A la différence de Belleville-sur-Saône, le développement de ces nouveaux services n’est pas uniquement l’oeuvre d’acteurs exogènes. Nombre de services privés ont été créés par des personnes originaires de Mornant ou de sa proche région (jusqu’à Givors). La nouvelle pharmacie, par exemple, a été ouverte par la famille qui tenait déjà la première. La nouvelle auto-école, autre exemple, est une succursale d’une PME givordine. Quant à l’essor des services parapublics, ils sont essentiellement l’oeuvre de populations qui habitaient déjà à Mornant, depuis toujours ou depuis un temps seulement. Les activités pré, péri et extra-scolaires (CLSH, cantines, garderies, etc.) sont le plus souvent gérées par des associations locales et partiellement financées par la municipalité.

Sans vouloir aucunement laisser penser que l’essor de la reproduction sociale simple correspond à Mornant à un développement endogène, ces quelques exemples nous permettent simplement de souligner que le processus de tertiairisation relativement semblable à Mornant et Bellevile-sur-Saône a été néanmoins porté par des acteurs sensiblement différents ou, du moins, qu’il a été promu, selon l’endroit, par un jeu d’acteurs relativement spécifique. Par-delà les cheminements singuliers, cette tertiairisation aboutit néanmoins dans les deux cas à un renforcement du noyau urbain en tant que centre de services aux ménages.
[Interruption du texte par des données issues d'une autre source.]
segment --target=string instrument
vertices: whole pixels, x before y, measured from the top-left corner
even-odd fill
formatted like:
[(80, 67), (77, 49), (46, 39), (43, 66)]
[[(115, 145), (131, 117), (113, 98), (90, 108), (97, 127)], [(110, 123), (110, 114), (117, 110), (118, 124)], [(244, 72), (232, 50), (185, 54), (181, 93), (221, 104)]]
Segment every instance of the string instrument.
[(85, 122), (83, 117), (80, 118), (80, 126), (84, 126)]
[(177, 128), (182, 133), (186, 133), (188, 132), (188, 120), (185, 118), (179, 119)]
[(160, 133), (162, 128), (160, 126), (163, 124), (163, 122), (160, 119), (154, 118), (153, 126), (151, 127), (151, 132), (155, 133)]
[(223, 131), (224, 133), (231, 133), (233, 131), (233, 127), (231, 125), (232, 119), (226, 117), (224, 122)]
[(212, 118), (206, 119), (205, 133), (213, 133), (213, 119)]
La domination de Mornant en matière de services sur sa périphérie immédiate semble cependant plus faible que dans l’exemple précédent, du moins si l’on en juge à travers l’emploi. En 1968, Mornant détenait 30,89% de l’emploi tertiaire du canton, contre 32,6% en 1990. La concentration de ce type d’emplois dans le bourg-centre ne s’accentue donc que légèrement. Nous sommes de fait très loin des niveaux atteints à Belleville-sur-Saône.

Notes
222.

Monographie réalisée à partir d’entretiens auprès du secrétaire général de la mairie de Mornant (M.Grataloup), du président de l’union des commerçants et artisans de Mornant, M. Dutel, d’une responsable du bureau information jeunesse (relais ANPE et PAIO), Mme Flon et de l’adjointe au maire chargée des affaires sociales, Mme Morelon.

223.

Source : INSEE – RGP 1990.

224.

source : PMI – 31-12-1996.

225.

Source : INSEE – RGP 1990 : estimation par sondage globalement validée par les responsables municipaux rencontrés.